May 30, 2008 at 4:00 am
Hi,
Apologies for the rather broad nature of this post.
I've recently been tasked with investigating the different approaches to a data transfer following a merger and proposed alignment of applications. The source is going to be a mixture of SQL Server (2000, 2005 and 2005 Express), Oracle and Access 2003 (though all with the same tables and relationships) and the destination being any flavour of SQL Server 2005. My initial reaction was to use SSIS with a .NET front end to drive the package. However this is no longer viable as the transfer must be available to run on several hundred client sites many of which will only have SQL Server Express. Opinion seems to be split. One view is to write a .NET application to carry out the transfer and the other to use a 3rd party ETL tool. I also need to consider that there will be several other data transfers to follow. I am currently reviewing some open source solutions - Talend and Apatar[/url] and am waiting to see what sort of budget will be allocated to the project.
Has anyone got strong opinions either way on this topic? Can anyone recommend any tools? As this is my first in depth look in to a data transfer, does anyone have a checklist or process they use in investigation of the task?
Many thanks,
Ed
Ed Phillips
May 30, 2008 at 5:52 am
Hi Ed,
Quite a broad question indeed...
Firstly, coming from a third party ETL tool background (Datastage server as well as Datastage Parallel extender), I fail to understand how a third party ETL tool will perform any differently to SSIS. If you have to run data transfers from your client location, you will experience the same kind of difficulties connecting as you have with SQL server express edition (in other words, are you going to have a third party ETL client running for every location?)
If you have an ETL server centralised, then it comes down to choice of ETL tool versus SSIS basically. You could for example get your SSIS to connect to the SQL server express client site, and you would still be able to do the data transfer.
Secondly, if your sources are ONLY Oracle, SQLn, Access and text files, SSIS will be able to do exactly what your third party ETL will do.
Where the big difference will come into play, and consider very very carefully after tons of research, is in parralel processing. You will find tons of biased white papers leaning towards one vendor or another vendor comparing their tool against another tool. Unless it is reaaaaally millions of rows of data, SSIS will handle data in a very acceptable amount of time. I say reaaaaally, as my scope is limited to one rather large 2.5 billion row fact table and several million row other tables, which I am loading and maintaining in SSIS, therefore I am not qualified to deliver an opinion on terrabytes of data.
I guess you have gathered that I myself am very biasedly in favor of SSIS. For a number of personal reasons, and perhaps that disqualifies my humble opinion from counting.

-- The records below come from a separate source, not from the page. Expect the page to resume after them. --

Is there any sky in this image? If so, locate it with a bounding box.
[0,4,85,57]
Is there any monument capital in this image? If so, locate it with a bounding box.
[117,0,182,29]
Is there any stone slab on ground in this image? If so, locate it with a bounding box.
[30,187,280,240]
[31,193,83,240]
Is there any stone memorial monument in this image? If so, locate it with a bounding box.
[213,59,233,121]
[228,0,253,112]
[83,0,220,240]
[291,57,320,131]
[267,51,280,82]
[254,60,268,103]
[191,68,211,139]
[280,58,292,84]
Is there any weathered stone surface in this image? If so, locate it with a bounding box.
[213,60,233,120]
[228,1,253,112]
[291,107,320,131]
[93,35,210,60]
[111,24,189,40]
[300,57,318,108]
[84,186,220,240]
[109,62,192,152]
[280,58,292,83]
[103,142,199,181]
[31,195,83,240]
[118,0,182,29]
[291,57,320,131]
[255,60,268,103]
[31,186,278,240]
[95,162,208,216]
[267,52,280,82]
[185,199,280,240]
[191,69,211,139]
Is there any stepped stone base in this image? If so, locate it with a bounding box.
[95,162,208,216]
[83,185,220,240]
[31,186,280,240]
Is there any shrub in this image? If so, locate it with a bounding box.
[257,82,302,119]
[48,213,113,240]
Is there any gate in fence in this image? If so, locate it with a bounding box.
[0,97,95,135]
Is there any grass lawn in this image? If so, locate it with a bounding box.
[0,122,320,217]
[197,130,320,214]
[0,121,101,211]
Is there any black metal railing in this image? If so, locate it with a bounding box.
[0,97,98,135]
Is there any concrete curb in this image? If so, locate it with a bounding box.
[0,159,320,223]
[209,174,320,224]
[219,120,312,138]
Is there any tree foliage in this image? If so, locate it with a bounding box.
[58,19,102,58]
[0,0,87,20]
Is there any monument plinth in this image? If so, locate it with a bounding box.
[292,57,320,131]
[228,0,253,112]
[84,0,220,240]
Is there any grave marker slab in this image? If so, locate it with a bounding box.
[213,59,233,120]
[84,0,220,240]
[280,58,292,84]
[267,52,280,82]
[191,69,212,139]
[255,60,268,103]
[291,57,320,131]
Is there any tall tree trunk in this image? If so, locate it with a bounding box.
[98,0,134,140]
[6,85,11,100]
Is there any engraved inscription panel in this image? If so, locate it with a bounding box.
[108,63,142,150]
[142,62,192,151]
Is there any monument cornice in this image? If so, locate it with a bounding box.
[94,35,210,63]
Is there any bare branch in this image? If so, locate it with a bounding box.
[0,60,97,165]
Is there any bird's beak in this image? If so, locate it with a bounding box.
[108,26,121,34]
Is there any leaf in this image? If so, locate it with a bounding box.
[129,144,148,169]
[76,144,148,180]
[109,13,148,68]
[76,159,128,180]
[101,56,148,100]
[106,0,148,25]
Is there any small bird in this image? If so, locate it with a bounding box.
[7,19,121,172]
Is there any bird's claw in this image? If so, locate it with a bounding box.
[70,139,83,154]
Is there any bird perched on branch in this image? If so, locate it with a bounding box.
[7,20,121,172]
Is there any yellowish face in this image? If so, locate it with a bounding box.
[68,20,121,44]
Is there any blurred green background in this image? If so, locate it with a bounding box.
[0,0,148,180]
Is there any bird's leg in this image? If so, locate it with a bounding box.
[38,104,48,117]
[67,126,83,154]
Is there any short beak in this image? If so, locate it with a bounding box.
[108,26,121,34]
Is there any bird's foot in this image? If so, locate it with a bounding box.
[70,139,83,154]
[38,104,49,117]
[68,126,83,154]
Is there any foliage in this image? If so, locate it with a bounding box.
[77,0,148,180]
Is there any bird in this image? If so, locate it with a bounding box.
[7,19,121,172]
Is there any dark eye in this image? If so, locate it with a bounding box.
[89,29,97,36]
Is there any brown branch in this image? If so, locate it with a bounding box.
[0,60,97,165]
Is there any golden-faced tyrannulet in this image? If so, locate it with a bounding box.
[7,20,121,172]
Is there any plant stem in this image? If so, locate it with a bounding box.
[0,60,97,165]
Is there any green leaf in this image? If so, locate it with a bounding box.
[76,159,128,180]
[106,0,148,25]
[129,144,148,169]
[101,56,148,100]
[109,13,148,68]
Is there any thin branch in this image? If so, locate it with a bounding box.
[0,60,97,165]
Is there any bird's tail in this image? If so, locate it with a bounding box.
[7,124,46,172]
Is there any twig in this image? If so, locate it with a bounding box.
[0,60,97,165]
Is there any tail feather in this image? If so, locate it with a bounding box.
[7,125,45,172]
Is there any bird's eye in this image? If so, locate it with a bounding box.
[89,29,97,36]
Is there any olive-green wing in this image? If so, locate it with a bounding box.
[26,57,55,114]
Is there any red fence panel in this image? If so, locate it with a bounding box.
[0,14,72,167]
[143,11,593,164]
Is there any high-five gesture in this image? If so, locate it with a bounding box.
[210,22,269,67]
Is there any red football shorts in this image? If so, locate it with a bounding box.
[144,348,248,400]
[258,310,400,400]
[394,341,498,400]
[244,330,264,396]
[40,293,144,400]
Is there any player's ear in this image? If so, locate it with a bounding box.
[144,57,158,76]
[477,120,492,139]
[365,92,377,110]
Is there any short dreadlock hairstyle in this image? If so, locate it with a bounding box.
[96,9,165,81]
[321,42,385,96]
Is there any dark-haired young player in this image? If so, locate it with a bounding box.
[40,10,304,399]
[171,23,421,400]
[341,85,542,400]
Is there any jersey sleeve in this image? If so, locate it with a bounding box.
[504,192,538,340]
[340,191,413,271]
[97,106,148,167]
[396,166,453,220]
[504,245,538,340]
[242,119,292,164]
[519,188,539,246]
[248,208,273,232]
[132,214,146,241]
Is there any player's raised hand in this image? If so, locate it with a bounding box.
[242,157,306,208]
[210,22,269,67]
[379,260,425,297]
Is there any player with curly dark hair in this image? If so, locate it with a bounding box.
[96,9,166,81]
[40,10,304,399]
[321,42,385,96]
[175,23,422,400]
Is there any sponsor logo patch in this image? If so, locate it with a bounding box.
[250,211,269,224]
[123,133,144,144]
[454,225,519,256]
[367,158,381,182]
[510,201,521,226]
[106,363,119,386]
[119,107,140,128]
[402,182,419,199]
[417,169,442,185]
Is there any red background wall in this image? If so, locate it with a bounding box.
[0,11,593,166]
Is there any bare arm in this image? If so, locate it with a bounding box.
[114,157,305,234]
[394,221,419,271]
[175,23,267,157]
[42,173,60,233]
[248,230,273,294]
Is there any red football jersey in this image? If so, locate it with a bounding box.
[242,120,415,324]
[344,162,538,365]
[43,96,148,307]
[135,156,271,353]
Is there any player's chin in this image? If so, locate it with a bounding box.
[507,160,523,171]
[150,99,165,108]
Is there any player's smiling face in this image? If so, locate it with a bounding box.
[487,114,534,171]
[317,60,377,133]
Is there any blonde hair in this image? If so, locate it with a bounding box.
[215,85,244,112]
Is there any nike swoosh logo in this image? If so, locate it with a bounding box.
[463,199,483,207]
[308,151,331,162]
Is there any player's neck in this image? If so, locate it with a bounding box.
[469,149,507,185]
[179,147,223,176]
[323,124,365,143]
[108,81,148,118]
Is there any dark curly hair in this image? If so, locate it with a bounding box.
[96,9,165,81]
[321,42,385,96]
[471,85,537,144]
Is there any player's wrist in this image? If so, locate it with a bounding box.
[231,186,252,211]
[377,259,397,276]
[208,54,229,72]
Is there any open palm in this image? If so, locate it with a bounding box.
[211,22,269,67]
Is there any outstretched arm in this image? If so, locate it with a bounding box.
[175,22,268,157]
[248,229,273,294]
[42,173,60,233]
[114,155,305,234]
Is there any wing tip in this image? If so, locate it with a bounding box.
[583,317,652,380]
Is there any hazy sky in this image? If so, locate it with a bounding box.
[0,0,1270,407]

But from personal experiences, the following makes SSIS the tool of personal choice:
a) Note that I havent had any dealings in Informatica, so it may be unfair to judge them the same. But from a little bit of history, I can recall Informatica splitting from Ascential, with Ascential hosting the Datastage product. IBM then goes and buys Ascential much later, after buying Informatica. Also look at Conchango. Jamie wrote an impressive white paper on the similarities between SSIS and Informatica. So why do I still vote for SSIS? I bet the cheque that you fork out for Informatica will pay for your enitre ETL project. Now what about the consulting fees you going to pay to get these guys to load it for you?
b) DataStage. *sigh*. Certain things those guys reaaaally got right. On other things I can simply shake my head and thank my stars that I will never ever ever in my life look at THAT product again. For starters, the server edition is downright hogwash. I can recall having to do sooooo much outside of the ETL tool because it simply couldnt handle what I wanted to do. For example, where are the joins? Where are the lookups? Dont tell me a hashed file is adequate for lookups. No way no how. Then again, the my exposure to the parallel extender harvested a far better perception. Most of the things that frustrated me on server were present, plus a whole lot more funky things. HOWEVER. The one area where the product seriously comes short is with their watered down hogwash called routines. No way on earth can anyone be expected to use THAT version of '80s basic to create their transformation functions. In comparrison, the fellahs at Microsoft took time and more time and more time (no wonder it was dubbed 2005 but shipped so late) to actually integrate their product with something absolutely supreme called .NET. Never before could I code so sweetly at a row level, and I challenge anyone in the Datastage domain to do something similar.
c) The fact that SSIS ships standard and "free" with most editions of 2005 means that you are not forking out any cash for a special ETL tool. Rather use those pennies to get one or two really good consultants to come upskill your team, and watch your area start to add value within a very limited amount of time.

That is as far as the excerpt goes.